The ones that do get written, the ones that I don't know what to do with, sit unfinished in a folder on my computer, waiting for the day when they pop back into my brain, and the story becomes something solid, ready to be born. That doesn't always happen. Some of those stories may never amount to anything more than just a few pages.
I don't let the fact that a story doesn't take form stop me though. I press on, onto the next story, onto the next drama that my brain has formulated. It took me years and years before I could ever even complete a major project that I started, and even now, it isn't always a given. Writing takes energy. It takes more energy then people even realize. It can fill you up with joy and excitement, while also draining your mind. Writing takes time, something that I seem to have less and less of as I get older. Writing takes passion, which seems to be my driving force. Not a passion to make it, or be recognized, but to get the world of my sometimes dark and twisted, sometimes goofy, sometimes playful mind out onto the page, and out into the world.

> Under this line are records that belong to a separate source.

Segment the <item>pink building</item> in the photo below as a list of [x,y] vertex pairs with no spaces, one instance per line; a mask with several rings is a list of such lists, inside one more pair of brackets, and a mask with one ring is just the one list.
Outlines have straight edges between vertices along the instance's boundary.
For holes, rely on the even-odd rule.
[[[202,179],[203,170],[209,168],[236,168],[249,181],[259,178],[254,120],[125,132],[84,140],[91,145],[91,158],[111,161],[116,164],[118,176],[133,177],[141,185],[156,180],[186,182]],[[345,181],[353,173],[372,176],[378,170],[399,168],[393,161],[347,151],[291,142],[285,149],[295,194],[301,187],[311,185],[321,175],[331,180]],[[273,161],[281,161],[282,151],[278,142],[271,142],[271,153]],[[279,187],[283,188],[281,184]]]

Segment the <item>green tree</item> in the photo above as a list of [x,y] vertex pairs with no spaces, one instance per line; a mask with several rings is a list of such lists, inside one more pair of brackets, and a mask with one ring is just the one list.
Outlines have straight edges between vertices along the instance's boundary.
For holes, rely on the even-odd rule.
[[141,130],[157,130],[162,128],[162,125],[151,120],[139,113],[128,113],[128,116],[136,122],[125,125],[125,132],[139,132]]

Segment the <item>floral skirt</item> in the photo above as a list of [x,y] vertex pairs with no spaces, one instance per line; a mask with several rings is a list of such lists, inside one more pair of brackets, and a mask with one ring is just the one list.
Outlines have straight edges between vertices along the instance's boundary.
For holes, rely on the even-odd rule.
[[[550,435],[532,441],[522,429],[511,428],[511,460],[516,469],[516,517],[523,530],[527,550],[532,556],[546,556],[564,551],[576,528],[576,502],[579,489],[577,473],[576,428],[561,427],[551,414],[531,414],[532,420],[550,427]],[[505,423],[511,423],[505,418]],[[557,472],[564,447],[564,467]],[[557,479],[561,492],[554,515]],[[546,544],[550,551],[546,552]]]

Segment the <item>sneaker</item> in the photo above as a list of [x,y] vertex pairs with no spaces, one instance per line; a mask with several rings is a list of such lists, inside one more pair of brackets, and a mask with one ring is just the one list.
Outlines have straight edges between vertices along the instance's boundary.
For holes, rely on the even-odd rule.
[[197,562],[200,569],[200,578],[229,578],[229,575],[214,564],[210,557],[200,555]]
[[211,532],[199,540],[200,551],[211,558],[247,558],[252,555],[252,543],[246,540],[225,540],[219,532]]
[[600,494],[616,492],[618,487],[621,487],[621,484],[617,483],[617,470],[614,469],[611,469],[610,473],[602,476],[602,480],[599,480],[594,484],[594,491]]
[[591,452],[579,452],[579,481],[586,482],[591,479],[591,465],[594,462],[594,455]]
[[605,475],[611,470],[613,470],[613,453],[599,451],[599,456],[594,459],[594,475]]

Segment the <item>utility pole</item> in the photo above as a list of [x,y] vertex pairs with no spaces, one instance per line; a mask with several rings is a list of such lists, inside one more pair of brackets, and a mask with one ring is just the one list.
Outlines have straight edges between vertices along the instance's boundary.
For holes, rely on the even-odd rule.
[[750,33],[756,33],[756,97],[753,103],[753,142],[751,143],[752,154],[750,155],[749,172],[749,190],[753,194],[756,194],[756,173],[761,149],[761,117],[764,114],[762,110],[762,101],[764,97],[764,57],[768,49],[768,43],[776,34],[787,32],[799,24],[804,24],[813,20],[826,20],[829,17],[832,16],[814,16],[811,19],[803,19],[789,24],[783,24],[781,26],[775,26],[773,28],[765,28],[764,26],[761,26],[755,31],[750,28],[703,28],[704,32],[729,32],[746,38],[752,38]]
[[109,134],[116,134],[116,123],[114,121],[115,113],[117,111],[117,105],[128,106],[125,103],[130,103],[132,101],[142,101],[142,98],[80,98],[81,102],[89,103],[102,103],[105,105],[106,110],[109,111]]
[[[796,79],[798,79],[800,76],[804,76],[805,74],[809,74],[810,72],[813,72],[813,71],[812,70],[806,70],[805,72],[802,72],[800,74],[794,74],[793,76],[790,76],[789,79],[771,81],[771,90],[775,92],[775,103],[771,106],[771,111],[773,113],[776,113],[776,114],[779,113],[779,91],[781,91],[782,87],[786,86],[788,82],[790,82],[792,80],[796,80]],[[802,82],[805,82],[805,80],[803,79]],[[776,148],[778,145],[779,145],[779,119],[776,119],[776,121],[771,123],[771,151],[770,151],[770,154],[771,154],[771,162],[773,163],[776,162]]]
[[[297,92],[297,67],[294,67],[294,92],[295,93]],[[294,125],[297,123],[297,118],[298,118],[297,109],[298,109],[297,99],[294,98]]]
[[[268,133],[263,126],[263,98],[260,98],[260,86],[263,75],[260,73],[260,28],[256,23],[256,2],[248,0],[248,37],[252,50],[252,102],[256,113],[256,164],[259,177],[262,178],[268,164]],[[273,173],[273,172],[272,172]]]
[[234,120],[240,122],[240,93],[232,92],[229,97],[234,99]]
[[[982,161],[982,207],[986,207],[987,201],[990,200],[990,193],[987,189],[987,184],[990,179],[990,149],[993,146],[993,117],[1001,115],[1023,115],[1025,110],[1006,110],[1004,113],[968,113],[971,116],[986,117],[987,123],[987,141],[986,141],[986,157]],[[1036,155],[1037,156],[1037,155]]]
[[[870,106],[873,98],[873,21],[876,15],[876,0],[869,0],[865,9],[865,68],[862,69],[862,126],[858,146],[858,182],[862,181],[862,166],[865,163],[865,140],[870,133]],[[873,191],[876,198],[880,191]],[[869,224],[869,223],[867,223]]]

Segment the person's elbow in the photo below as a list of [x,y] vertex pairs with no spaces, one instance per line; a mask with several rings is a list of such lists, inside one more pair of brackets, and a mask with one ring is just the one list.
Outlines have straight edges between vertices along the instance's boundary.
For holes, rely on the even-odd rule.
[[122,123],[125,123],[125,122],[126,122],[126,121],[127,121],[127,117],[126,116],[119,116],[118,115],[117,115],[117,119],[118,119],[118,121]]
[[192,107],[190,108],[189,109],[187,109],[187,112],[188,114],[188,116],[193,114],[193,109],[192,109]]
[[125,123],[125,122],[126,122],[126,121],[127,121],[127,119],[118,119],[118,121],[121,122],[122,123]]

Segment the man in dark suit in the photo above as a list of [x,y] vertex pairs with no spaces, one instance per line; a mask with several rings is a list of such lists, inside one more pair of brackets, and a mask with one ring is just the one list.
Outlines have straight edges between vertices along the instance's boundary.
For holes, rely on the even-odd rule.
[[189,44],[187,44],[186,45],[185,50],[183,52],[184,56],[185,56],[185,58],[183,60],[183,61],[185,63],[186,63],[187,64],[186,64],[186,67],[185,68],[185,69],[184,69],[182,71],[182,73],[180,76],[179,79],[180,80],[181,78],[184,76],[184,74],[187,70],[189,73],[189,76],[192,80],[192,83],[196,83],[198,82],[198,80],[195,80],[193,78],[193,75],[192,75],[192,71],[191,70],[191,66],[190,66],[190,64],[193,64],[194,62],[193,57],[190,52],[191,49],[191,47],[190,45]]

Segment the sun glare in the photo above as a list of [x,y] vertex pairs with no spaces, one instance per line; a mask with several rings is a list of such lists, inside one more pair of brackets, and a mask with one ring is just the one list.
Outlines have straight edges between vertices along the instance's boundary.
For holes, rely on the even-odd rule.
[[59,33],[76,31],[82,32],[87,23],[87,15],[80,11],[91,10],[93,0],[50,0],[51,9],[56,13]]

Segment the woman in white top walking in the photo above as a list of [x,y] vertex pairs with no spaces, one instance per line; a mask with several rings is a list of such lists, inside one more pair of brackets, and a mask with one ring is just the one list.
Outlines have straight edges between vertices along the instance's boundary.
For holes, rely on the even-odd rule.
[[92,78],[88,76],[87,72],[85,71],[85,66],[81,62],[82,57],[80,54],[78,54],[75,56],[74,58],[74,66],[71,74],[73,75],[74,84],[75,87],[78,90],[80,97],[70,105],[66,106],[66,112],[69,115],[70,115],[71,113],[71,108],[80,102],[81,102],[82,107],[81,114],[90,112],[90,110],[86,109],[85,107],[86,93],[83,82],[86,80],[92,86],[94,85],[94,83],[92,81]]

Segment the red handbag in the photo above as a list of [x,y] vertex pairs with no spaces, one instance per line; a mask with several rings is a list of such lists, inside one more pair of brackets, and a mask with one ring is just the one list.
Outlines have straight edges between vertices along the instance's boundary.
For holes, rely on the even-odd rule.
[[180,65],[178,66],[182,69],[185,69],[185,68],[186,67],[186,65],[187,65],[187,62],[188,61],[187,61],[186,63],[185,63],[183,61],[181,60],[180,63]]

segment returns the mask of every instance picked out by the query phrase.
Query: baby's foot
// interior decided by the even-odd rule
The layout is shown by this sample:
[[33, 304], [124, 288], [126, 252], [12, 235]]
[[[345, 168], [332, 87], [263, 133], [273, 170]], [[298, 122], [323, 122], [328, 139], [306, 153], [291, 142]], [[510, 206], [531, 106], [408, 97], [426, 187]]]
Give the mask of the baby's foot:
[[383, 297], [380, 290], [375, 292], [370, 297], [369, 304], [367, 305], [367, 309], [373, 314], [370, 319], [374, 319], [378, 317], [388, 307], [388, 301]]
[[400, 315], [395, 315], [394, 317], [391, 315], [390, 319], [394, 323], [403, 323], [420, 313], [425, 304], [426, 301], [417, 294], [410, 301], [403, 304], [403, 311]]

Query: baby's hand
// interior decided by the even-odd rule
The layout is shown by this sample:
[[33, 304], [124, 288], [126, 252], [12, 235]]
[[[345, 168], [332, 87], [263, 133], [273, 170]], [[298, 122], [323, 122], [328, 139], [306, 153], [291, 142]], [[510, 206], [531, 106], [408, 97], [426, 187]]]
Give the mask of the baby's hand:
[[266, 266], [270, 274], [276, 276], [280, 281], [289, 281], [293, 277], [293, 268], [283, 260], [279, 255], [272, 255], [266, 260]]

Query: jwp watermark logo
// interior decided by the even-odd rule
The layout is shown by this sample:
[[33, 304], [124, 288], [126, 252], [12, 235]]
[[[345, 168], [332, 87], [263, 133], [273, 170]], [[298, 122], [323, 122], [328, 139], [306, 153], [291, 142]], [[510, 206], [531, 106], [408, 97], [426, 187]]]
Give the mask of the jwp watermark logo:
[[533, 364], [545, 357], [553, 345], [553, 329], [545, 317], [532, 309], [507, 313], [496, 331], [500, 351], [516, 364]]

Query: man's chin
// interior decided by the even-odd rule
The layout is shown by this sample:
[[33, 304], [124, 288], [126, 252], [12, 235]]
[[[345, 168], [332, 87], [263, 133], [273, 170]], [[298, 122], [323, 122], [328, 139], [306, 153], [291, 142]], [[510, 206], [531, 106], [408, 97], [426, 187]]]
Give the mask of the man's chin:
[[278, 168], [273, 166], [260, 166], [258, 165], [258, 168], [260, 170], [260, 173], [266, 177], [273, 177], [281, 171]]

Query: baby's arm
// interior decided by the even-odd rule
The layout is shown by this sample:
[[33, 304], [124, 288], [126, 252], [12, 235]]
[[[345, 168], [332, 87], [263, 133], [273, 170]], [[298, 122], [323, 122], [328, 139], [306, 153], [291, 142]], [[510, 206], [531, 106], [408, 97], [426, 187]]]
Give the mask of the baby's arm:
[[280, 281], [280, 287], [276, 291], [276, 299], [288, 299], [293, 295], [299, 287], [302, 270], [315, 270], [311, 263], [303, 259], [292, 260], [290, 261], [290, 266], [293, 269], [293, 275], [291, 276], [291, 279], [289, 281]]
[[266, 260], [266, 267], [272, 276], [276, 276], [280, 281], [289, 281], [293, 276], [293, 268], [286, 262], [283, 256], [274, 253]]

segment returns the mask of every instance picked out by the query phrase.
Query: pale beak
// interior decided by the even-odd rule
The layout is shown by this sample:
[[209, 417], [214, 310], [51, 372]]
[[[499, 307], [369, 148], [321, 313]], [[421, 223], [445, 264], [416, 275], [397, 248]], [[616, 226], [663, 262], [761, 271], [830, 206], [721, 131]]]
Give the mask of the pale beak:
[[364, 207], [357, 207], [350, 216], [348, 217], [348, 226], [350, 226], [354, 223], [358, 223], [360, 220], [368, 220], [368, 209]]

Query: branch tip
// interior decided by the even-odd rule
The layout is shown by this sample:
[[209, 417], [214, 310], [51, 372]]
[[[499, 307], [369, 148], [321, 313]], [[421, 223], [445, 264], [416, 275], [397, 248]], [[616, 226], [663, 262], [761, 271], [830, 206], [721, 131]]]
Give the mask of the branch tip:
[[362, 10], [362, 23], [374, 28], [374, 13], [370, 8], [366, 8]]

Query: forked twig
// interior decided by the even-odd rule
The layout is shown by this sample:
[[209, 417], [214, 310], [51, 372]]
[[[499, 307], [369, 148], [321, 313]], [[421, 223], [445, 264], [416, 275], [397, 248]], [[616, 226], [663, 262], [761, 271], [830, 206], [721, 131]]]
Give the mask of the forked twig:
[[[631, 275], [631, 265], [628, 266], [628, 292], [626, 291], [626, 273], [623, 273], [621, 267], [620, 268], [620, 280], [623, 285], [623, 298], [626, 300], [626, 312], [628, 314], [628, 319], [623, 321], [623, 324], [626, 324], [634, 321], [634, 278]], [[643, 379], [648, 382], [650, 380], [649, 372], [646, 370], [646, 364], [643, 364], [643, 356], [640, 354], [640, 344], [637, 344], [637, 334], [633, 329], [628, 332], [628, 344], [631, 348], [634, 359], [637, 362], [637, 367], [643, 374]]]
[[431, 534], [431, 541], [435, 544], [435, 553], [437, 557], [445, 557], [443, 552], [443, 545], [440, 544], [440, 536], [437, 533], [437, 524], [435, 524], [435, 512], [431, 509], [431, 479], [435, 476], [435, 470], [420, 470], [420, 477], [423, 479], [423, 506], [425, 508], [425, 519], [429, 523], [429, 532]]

I don't let the failures or the stalled ideas stop me though. I love this too much to let it stop me. I don't write this blog to gain fans. I write this blog to share something I love with those who are willing to listen. If that is one person or one hundred people, I am just grateful that someone has taken the time, that precious and limited commodity, out of their day to even glance at something I have made. If no one looks, then it just there for me to enjoy, to create, to release.
Life is never easy. As I approach thirty, my life looking nothing like I had planned, I still find myself drawn to writing and creating. When I was younger I dreamed of being the next great horror author, but now the success doesn't matter. I can find success elsewhere in my life. That doesn't mean the writing will stop. That just means that I can remove the pressure to succeed, and replace it with the joy of creation. So what if I will never be as good as King, or even Koontz or Saul? I yearn to tell stories, and so that is what I do. I do it because I love it, because no matter what, my brain will create stories and characters and worlds, and I will take great pleasure into putting those thoughts into words.
Even this post has been bubbling up in my brain. Originally I had intended it to be a slice of advice, but soon I realized that I am not in a position to give advice. I am not a teacher, but a student. I am still learning, and will always be learning, listening and growing. If I have any advice to give it would be this:
Do what you love. Do it not because it will bring you wealth, success or fame, but because it will bring you joy. Do it because it is yours, your gift, your art, your creation, a child of your thoughts and dreams. If it brings you success, fame or wealth, then great. If not, then it is still great, because it is yours, a part of you. Don't do it so that others will praise you. Others are fickle. Others can, and most likely will, tell you to do something else, something worthwhile. Know that your passion, your drive, is worthwhile, if not for them, than at least for you.